No compasso de uma cultura que se ancora crescentemente em
imagens, desmonta-se o velho império da palavra e proliferam fenômenos
como os aqui examinados, nos quais as lógicas da visibilidade e da conexão
constante desempenham papéis primordiais na construção de si e da própria
vida como um relato. Isso ocorre, porém, em meio a um grau de
espetacularização cotidiana que talvez nem o próprio Guy Debord teria usado
imaginar. Um contemporâneo do pensador situacionista francês escreveu a
seguinte frase em 1968: “daqui a uns poucos anos, o homem será capaz de se
comunicar de forma mais efetiva através de uma máquina do que face a face.”
(SIBILA, 2016, p. 78-79).
“... Debord denunciava as tiranias de uma formação social que então estava
apenas assomando seus tentáculos, porém já tendia a cercear o campo do
possível. Ao mesmo tempo que abria novas possibilidades e outras portas da
percepção, evidentemente mas a sua crítica apontava para o seu lado mais
sombrio: a padronização das trocas subjetivas. O ativista francês lamentava a
asfixia de certas regiões da sensibilidade, a estimulação exclusivas de algumas
zonas e a hipertrofia de umas poucas, enquanto todas as demais
possibilidades vitais eram sufocadas na escuridão do invisível. Assim, ele
descreveu a imposição de um regime de audiovisualidade obrigatório, muito
colorido e tentador, porém tirânico em sua capacidade de silenciar as possíveis
margens, os reveses e as lacunas que também poderiam estar repletos de
sentido. Esse regime hoje ainda se expande, as interfaces gráficas
desenvolvidas por Licklider desempenham um papel fundamental nessa
conquista.” (SIBILA, 2016, p. 79-80)
“... como insinua Neal Gabler em seu provocador estudo sobre os avanços do
entretenimento e da lógica do espetáculo. Valorizamos a própria vida em
função da sua capacidade de se tornar, de fato, um verdadeiro filme – ou
melhor, um atraente produto transmídia.
Por isso não surpreende que os sujeitos contemporâneos adaptem os
principais eventos de suas vidas às exigências da câmera, seja de vídeo ou de
fotografia, mesmo que o aparelho concreto não esteja presente – inclusive
porque, como poderia adicionar um observador mordaz, nunca se sabe se
você está sendo filmado. Assim, a espetacularização da intimidade cotidiana
tornou-se habitual, com todo um arsenal de técnicas de estilização das
experiências de vida e da própria personalidade para ficar bem na foto ou na
fita. As receitas mais efetivas emulam os moldes narrativos e estéticos da
tradição cinematográfica, televisiva e publicitária, cujos códigos têm sido
apropriados e realimentados pelos novos gêneros que proliferam na internet.
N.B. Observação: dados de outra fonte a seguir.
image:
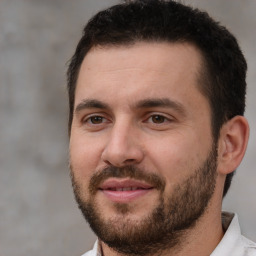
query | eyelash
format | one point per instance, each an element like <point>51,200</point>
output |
<point>151,119</point>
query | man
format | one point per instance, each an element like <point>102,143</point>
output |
<point>157,96</point>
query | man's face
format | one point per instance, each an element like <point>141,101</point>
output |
<point>143,161</point>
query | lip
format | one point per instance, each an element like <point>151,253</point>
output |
<point>124,190</point>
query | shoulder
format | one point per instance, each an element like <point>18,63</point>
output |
<point>249,246</point>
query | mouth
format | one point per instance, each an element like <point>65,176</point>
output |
<point>124,190</point>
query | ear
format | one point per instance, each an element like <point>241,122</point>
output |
<point>232,144</point>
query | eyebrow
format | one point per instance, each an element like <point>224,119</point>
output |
<point>146,103</point>
<point>90,103</point>
<point>162,102</point>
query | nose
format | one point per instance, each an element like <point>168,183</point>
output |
<point>123,147</point>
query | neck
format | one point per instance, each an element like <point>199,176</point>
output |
<point>200,240</point>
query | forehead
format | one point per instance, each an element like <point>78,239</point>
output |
<point>140,70</point>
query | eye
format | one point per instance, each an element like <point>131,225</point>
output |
<point>157,119</point>
<point>94,120</point>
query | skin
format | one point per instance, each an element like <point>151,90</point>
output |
<point>124,132</point>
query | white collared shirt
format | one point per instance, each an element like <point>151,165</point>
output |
<point>232,243</point>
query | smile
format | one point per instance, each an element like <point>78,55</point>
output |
<point>124,191</point>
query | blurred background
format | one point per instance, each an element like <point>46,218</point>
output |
<point>38,215</point>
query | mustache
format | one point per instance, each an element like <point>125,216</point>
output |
<point>129,171</point>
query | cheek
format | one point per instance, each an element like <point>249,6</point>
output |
<point>176,158</point>
<point>84,157</point>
Nesse contexto, o eu não se apresenta apenas ou principalmente como
um narrador – poeta, romancista, cineasta – de sua própria vida, mesmo que
seja a trilhada e cada vez mais festejada epopeia das pessoas comuns, do
anti-herói ou do “homem ordinário”. (SIBILA, 2016, p. 80-81)
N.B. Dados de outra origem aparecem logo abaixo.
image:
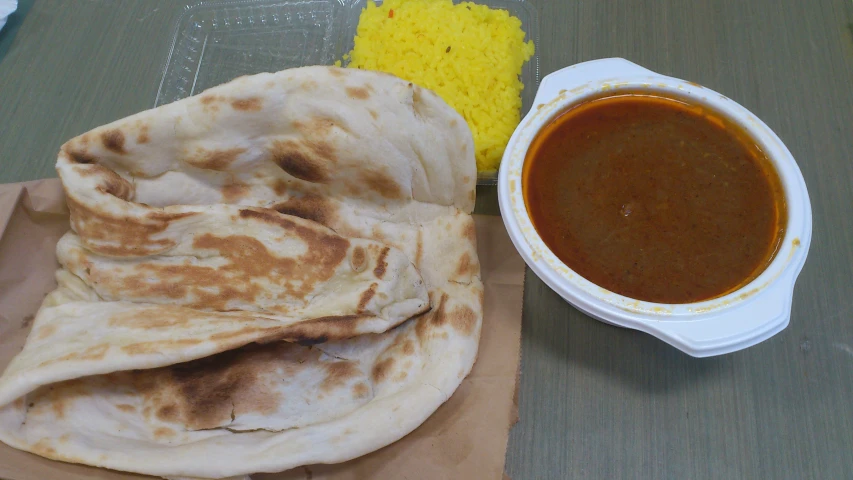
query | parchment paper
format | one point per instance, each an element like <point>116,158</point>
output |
<point>465,438</point>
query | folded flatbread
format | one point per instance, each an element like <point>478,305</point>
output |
<point>280,271</point>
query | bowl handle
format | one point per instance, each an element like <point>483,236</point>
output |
<point>735,328</point>
<point>593,72</point>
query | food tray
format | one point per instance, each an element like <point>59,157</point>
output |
<point>219,40</point>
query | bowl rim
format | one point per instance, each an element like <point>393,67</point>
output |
<point>570,86</point>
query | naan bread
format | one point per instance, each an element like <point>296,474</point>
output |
<point>138,362</point>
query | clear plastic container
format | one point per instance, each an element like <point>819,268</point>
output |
<point>217,41</point>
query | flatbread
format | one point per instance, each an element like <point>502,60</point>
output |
<point>162,381</point>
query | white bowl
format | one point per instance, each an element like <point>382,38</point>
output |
<point>732,322</point>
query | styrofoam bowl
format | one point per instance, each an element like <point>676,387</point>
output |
<point>732,322</point>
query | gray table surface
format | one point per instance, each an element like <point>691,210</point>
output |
<point>596,402</point>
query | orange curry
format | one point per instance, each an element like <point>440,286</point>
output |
<point>654,198</point>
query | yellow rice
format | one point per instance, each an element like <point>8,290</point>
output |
<point>469,54</point>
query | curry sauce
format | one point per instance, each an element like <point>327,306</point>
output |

“Ao passar do clássico suporte de papel e tinta para as mais novas telas
eletrônicas, não é apenas o meio que muda: transforma-se também a
subjetividade que se constrói nesses gêneros autobiográficos. Muda
precisamente aquele eu que narra, assina e protagoniza os relatos de si.
Altera-se o narrador, muda o autor, transforma-se o personagem.
Contudo, em princípio, nota-se que essas novas narrativas
autorreferentes não parecem enfatizar a função do narrador, e nem a do autor,
mas a do seu protagonista. O acento recai naquele prezado personagem que
se chama eu.” (SIBILA, 2016, p. 82).